C’est ainsi que Madame Bennet obtint une coquette somme. Alors dès son arrivée et sans plus attendre, elle commença à harceler Lizzie pour faire des emplettes.
- Je vais demander à Monsieur Gardiner de me montrer ses plus belles étoffes. Il faudra aussi vous constituer un trousseau digne de la future Madame Darcy, Lizzie ! Quelle somme cela va nous coûter !
- Maman ne vous inquiétez pas de cela, monsieur Darcy se charge de payer les factures.
- Grand bien lui fasse après tout il est si riche ! Dix mille livres de rente, Lizzie ! Quels beaux attelages vous allez avoir et les bijoux, les tenues en soie…
Lizzie pensa, mais se garda bien de le révéler à sa mère : et si vous saviez qu’en fait c’est bien davantage…
La jeune femme s’inquiétait aussi de la rencontre entre sa mère et sa belle-famille, et même plus tard avec ses plus jeunes sœurs. Elle ne se sentait pas très à l’aise de l’admettre, mais elle savait que sa mère pourrait lui faire honte avec des remarques déplacées, des caprices et ses effusions habituelles. Comment aller réagir les Fitzwilliam ? Ils s’étaient montrés assez distants voire méfiants, au mieux indifférents. Elle osait à peine confier ses craintes à son futur époux, la glace était bien sûr complètement brisée entre les deux fiancés, mais elle sentait encore une certaine intimidation. C’était étrange car elle n’avait jamais ressenti cela alors qu’ils se connaissaient à peine, lors de son séjour à Rosings Park. Était-ce le fait d’être en amour ? La peur de décevoir l’autre, l’être aimé ? Elle qui avait toujours fait fi de ce que l’on pouvait penser d’elle. La première proposition de mariage catastrophique de monsieur Darcy l’avait atteinte dans son amour-propre et cela avait laissé quelques blessures au plus profond d’elle-même.
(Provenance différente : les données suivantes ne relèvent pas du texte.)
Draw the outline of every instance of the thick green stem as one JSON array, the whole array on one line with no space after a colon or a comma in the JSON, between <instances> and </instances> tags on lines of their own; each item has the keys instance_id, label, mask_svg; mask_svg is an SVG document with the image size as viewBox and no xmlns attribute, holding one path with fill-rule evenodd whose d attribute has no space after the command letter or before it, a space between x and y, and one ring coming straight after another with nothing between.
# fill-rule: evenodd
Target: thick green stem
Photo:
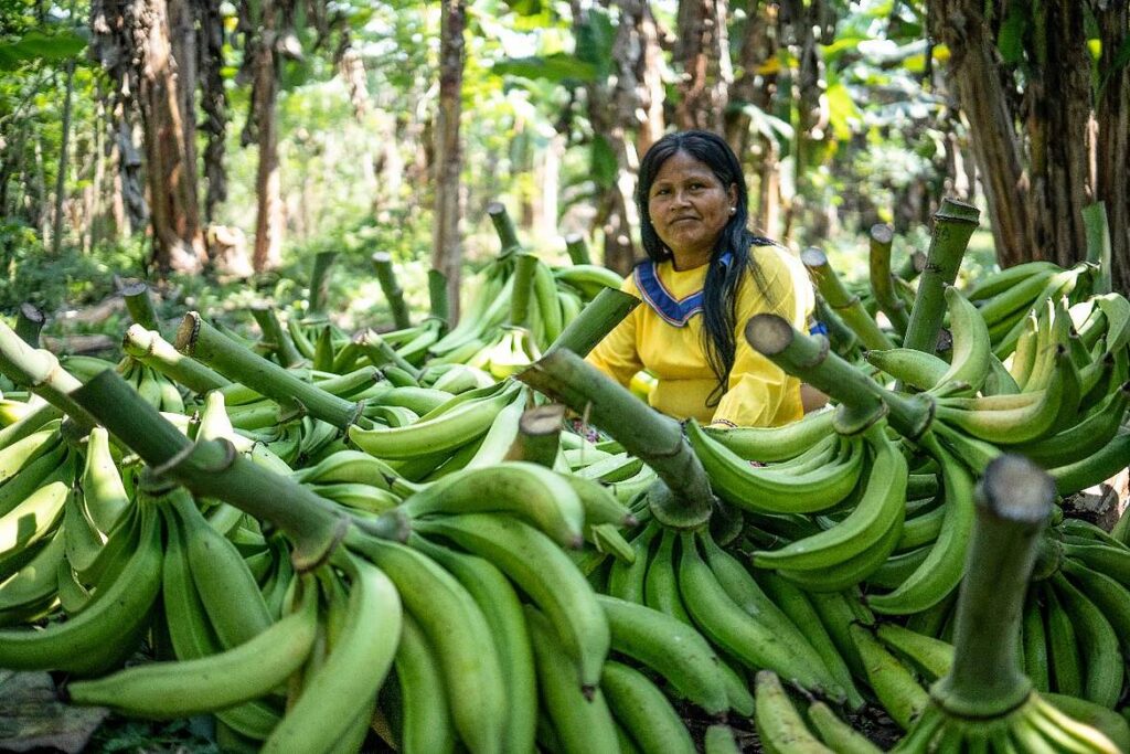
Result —
<instances>
[{"instance_id":1,"label":"thick green stem","mask_svg":"<svg viewBox=\"0 0 1130 754\"><path fill-rule=\"evenodd\" d=\"M122 350L195 393L232 384L223 374L177 352L158 332L146 330L140 324L131 324L125 331Z\"/></svg>"},{"instance_id":2,"label":"thick green stem","mask_svg":"<svg viewBox=\"0 0 1130 754\"><path fill-rule=\"evenodd\" d=\"M871 293L879 304L879 310L890 320L892 327L899 335L905 335L910 317L903 300L895 295L890 271L890 244L895 240L895 232L889 225L878 223L871 226L869 236L871 243L868 269Z\"/></svg>"},{"instance_id":3,"label":"thick green stem","mask_svg":"<svg viewBox=\"0 0 1130 754\"><path fill-rule=\"evenodd\" d=\"M290 336L282 331L282 324L279 322L278 312L273 305L257 304L251 307L251 315L259 323L259 329L263 333L263 343L269 345L275 355L278 356L279 364L289 369L306 361L298 353Z\"/></svg>"},{"instance_id":4,"label":"thick green stem","mask_svg":"<svg viewBox=\"0 0 1130 754\"><path fill-rule=\"evenodd\" d=\"M487 215L498 234L498 242L502 245L499 257L510 257L522 248L518 242L518 231L514 229L514 220L510 218L510 213L501 201L492 201L487 205Z\"/></svg>"},{"instance_id":5,"label":"thick green stem","mask_svg":"<svg viewBox=\"0 0 1130 754\"><path fill-rule=\"evenodd\" d=\"M1087 261L1098 266L1094 292L1111 292L1111 226L1106 220L1106 203L1096 201L1083 208L1083 228L1087 234Z\"/></svg>"},{"instance_id":6,"label":"thick green stem","mask_svg":"<svg viewBox=\"0 0 1130 754\"><path fill-rule=\"evenodd\" d=\"M282 406L299 404L316 419L345 431L350 424L371 426L360 414L362 404L350 402L303 382L275 362L244 348L189 312L176 332L176 349L192 356L234 382L271 398Z\"/></svg>"},{"instance_id":7,"label":"thick green stem","mask_svg":"<svg viewBox=\"0 0 1130 754\"><path fill-rule=\"evenodd\" d=\"M432 317L443 322L443 332L451 323L451 302L447 301L447 276L437 269L427 271L427 297Z\"/></svg>"},{"instance_id":8,"label":"thick green stem","mask_svg":"<svg viewBox=\"0 0 1130 754\"><path fill-rule=\"evenodd\" d=\"M160 332L160 320L157 319L157 310L149 298L149 286L145 283L131 283L122 288L122 297L125 300L125 309L130 313L130 319L144 327L146 330Z\"/></svg>"},{"instance_id":9,"label":"thick green stem","mask_svg":"<svg viewBox=\"0 0 1130 754\"><path fill-rule=\"evenodd\" d=\"M40 331L46 318L35 304L24 302L16 313L16 335L32 348L40 347Z\"/></svg>"},{"instance_id":10,"label":"thick green stem","mask_svg":"<svg viewBox=\"0 0 1130 754\"><path fill-rule=\"evenodd\" d=\"M632 294L605 288L565 326L557 339L546 348L546 354L566 348L580 356L588 356L638 305L640 300Z\"/></svg>"},{"instance_id":11,"label":"thick green stem","mask_svg":"<svg viewBox=\"0 0 1130 754\"><path fill-rule=\"evenodd\" d=\"M533 274L538 269L538 258L533 254L518 254L514 262L514 291L510 296L510 323L529 327L530 295L533 293Z\"/></svg>"},{"instance_id":12,"label":"thick green stem","mask_svg":"<svg viewBox=\"0 0 1130 754\"><path fill-rule=\"evenodd\" d=\"M393 364L408 372L414 380L419 379L420 371L405 361L405 358L398 354L395 349L390 346L388 341L375 330L364 330L358 332L354 336L354 343L357 344L360 353L368 358L373 366L381 369L389 364Z\"/></svg>"},{"instance_id":13,"label":"thick green stem","mask_svg":"<svg viewBox=\"0 0 1130 754\"><path fill-rule=\"evenodd\" d=\"M828 303L832 311L840 314L844 323L859 336L866 348L871 350L886 350L894 348L887 333L879 329L878 323L863 309L863 302L859 296L847 291L843 280L836 271L828 265L827 254L819 249L811 246L800 254L800 260L808 268L809 274L816 281L824 301Z\"/></svg>"},{"instance_id":14,"label":"thick green stem","mask_svg":"<svg viewBox=\"0 0 1130 754\"><path fill-rule=\"evenodd\" d=\"M72 398L141 457L154 475L278 526L294 540L293 560L299 569L323 562L345 536L351 519L333 503L245 459L226 440L193 443L112 370L92 379ZM399 515L382 517L366 530L393 539L407 536Z\"/></svg>"},{"instance_id":15,"label":"thick green stem","mask_svg":"<svg viewBox=\"0 0 1130 754\"><path fill-rule=\"evenodd\" d=\"M832 348L835 349L841 356L846 355L859 346L859 336L855 331L847 327L843 318L828 306L828 302L824 301L824 296L816 292L816 319L824 324L828 330L828 340L832 343Z\"/></svg>"},{"instance_id":16,"label":"thick green stem","mask_svg":"<svg viewBox=\"0 0 1130 754\"><path fill-rule=\"evenodd\" d=\"M534 362L518 379L588 417L651 466L664 485L652 496L652 510L662 523L686 528L709 520L714 502L710 480L678 422L565 348Z\"/></svg>"},{"instance_id":17,"label":"thick green stem","mask_svg":"<svg viewBox=\"0 0 1130 754\"><path fill-rule=\"evenodd\" d=\"M574 265L591 265L592 258L589 255L589 244L580 233L570 233L565 236L565 251Z\"/></svg>"},{"instance_id":18,"label":"thick green stem","mask_svg":"<svg viewBox=\"0 0 1130 754\"><path fill-rule=\"evenodd\" d=\"M397 271L392 269L392 254L379 251L373 254L373 267L376 269L376 281L381 284L384 300L389 302L392 321L398 330L411 327L408 317L408 304L405 303L405 292L397 281Z\"/></svg>"},{"instance_id":19,"label":"thick green stem","mask_svg":"<svg viewBox=\"0 0 1130 754\"><path fill-rule=\"evenodd\" d=\"M16 331L0 321L0 372L12 382L70 416L79 434L89 432L97 422L70 398L82 383L59 365L49 350L33 348Z\"/></svg>"},{"instance_id":20,"label":"thick green stem","mask_svg":"<svg viewBox=\"0 0 1130 754\"><path fill-rule=\"evenodd\" d=\"M306 310L310 314L325 313L325 300L330 293L330 269L338 258L336 251L321 251L314 254L314 266L310 271L310 294Z\"/></svg>"},{"instance_id":21,"label":"thick green stem","mask_svg":"<svg viewBox=\"0 0 1130 754\"><path fill-rule=\"evenodd\" d=\"M929 397L906 398L886 390L832 353L823 336L800 332L776 314L757 314L746 323L746 340L782 370L826 392L840 404L835 427L855 434L883 416L902 435L920 436L933 419Z\"/></svg>"},{"instance_id":22,"label":"thick green stem","mask_svg":"<svg viewBox=\"0 0 1130 754\"><path fill-rule=\"evenodd\" d=\"M930 251L927 252L925 269L919 280L918 295L914 297L906 337L903 339L905 348L928 354L937 349L938 332L946 315L946 287L954 285L957 279L957 269L962 266L970 236L977 228L980 215L972 205L956 199L941 200L941 207L933 215Z\"/></svg>"},{"instance_id":23,"label":"thick green stem","mask_svg":"<svg viewBox=\"0 0 1130 754\"><path fill-rule=\"evenodd\" d=\"M977 485L977 518L954 624L954 667L931 691L948 712L1000 717L1032 691L1017 641L1038 538L1055 500L1051 477L1022 456L1001 456Z\"/></svg>"},{"instance_id":24,"label":"thick green stem","mask_svg":"<svg viewBox=\"0 0 1130 754\"><path fill-rule=\"evenodd\" d=\"M553 468L560 447L564 419L565 407L560 404L545 404L522 411L518 436L506 453L506 460L530 461Z\"/></svg>"}]
</instances>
Mrs Bennet avait apporté avec elle des lettres de ses sœurs pour Lizzie. Elle se mit à les lire dans l’ordre décroissant de leur âge. Elle grimaça à l’idée du style et de l’orthographe désastreux, ainsi que les requêtes qu’elle ne manquerait pas de trouver dans celle de Lydia. Elle ne fut pas déçue…
Ma chère Lizzie,
Je suis très triste car étant malade, ma mère n’a pas voulu que je l’accompagne à la ville. Kitty a atrappé ma maladie, elle ne peut donc pas y aller non plus, là ! Quelle plaisanterie, je suis morte de rire ! Et je ne comprend pas Mary qui a refuser d’y aller ! Quelle idiotie ! Elle est si barbante avec ses leçons de morale à décrire Londres comme un lieu de perdition pour une jeune fille. Elle finira vieille fille, à ne point douté.
Laissez-moi vous féliciter pour vos fiançailles avec Mr Darcy. Il est bien trop ennuyeux à mon goût, mais si riche, alors j’espère que vous penserez a gâter vos petites sœurs. Notamment, j’aurai besoin de nouveaux rubans et aussi de la dentelle rose pour embelir la robe que je portai au bal donné par Mr Bingley l’an dernier ; ainsi modifiée, on pensera qu’elle est nouvelle. Bien sûr, c’est en attendant de me faire une nouvelle tenue à la dernière mode, car ma mère m’a dit que nous en aurons chacune une pour votre mariage. Sinon, comment pourrai-je attraper un bel officier si je ne me met pas à mon avantage ?…
– Ah ! Lydia, Lydia, toujours aussi frivole, ne put-elle s’empêcher de soupirer avant de terminer la lettre de sa benjamine qui continuait sur le même ton.